The michi system operates by executing a sequence of commands: git pull, modify files, git commit, git push. This sequence is not atomic. If two processes (e.g., two AI agents, or an agent and a human) try to run a michi command at the same time, they could interfere with each other, leading to a race condition. For example, both could pull the same initial state, but one's push would invalidate the other's commit, causing the second push to fail. We need a simple mechanism to ensure that only one process is modifying the task files at any given time.

Decision

We will implement a simple file-based locking mechanism to ensure mutual exclusion for all michi operations.

Before starting its sequence of Git operations, a michi script must first acquire a lock. The lock will be implemented as a simple lockfile (e.g., .michi.lock) in the root of the repository.

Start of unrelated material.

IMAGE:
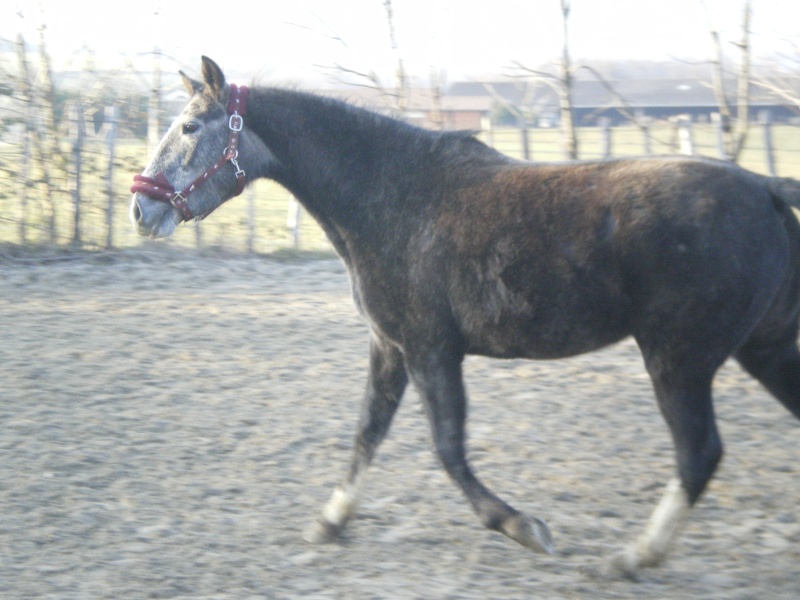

  1. Acquire Lock: A script will attempt to create the .michi.lock file. If the file already exists, it means another process holds the lock, and the script will wait or exit.
  2. Write PID and Timestamp: Upon acquiring the lock, the script will write its Process ID (PID) and a timestamp into the lockfile. This helps in identifying stale locks.
  3. Time-To-Live (TTL): The lock is considered "stale" if it has existed for longer than a predefined TTL (e.g., 5 minutes). A new process is allowed to forcibly take over a stale lock, which prevents a crashed agent from holding the lock indefinitely.
  4. Release Lock: After the git push command completes successfully, the script will delete the .michi.lock file, releasing the lock for other processes.

Consequences

Positive:

  • Prevents Race Conditions: Effectively prevents multiple processes from interfering with each other, ensuring that the Git-based operations remain clean and conflicts are minimized.
  • Simple to Implement: A file-based lock is extremely simple to implement using standard shell commands (mkdir or flock) and requires no external services.
  • Stale Lock Cleanup: The TTL mechanism provides a robust way to automatically clean up stale locks left behind by crashed or hung processes.

Negative:

  • Reduces Concurrency: The lock is global for the entire michi system. While one process is working, all others must wait. This effectively serializes all task operations.
  • Doesn't Work on Non-Local Filesystems: Simple file-based locks may not be reliable on certain types of network filesystems (like NFS) if not implemented carefully.

Mitigation:

  • Acceptable for Single-Agent Workflow: The primary workflow is a single developer and their AI agent. True concurrency is rare, and serializing operations is an acceptable trade-off for correctness and simplicity. The operations are also very fast, so the lock is not held for long.
  • Targeted for Local Filesystems: The system is designed to run on a local developer machine where the filesystem is local and file locking is reliable.
  • Robust Implementation: Use a robust atomic method for creating the lockfile (e.g., mkdir is atomic on POSIX systems) to avoid race conditions in the locking logic itself.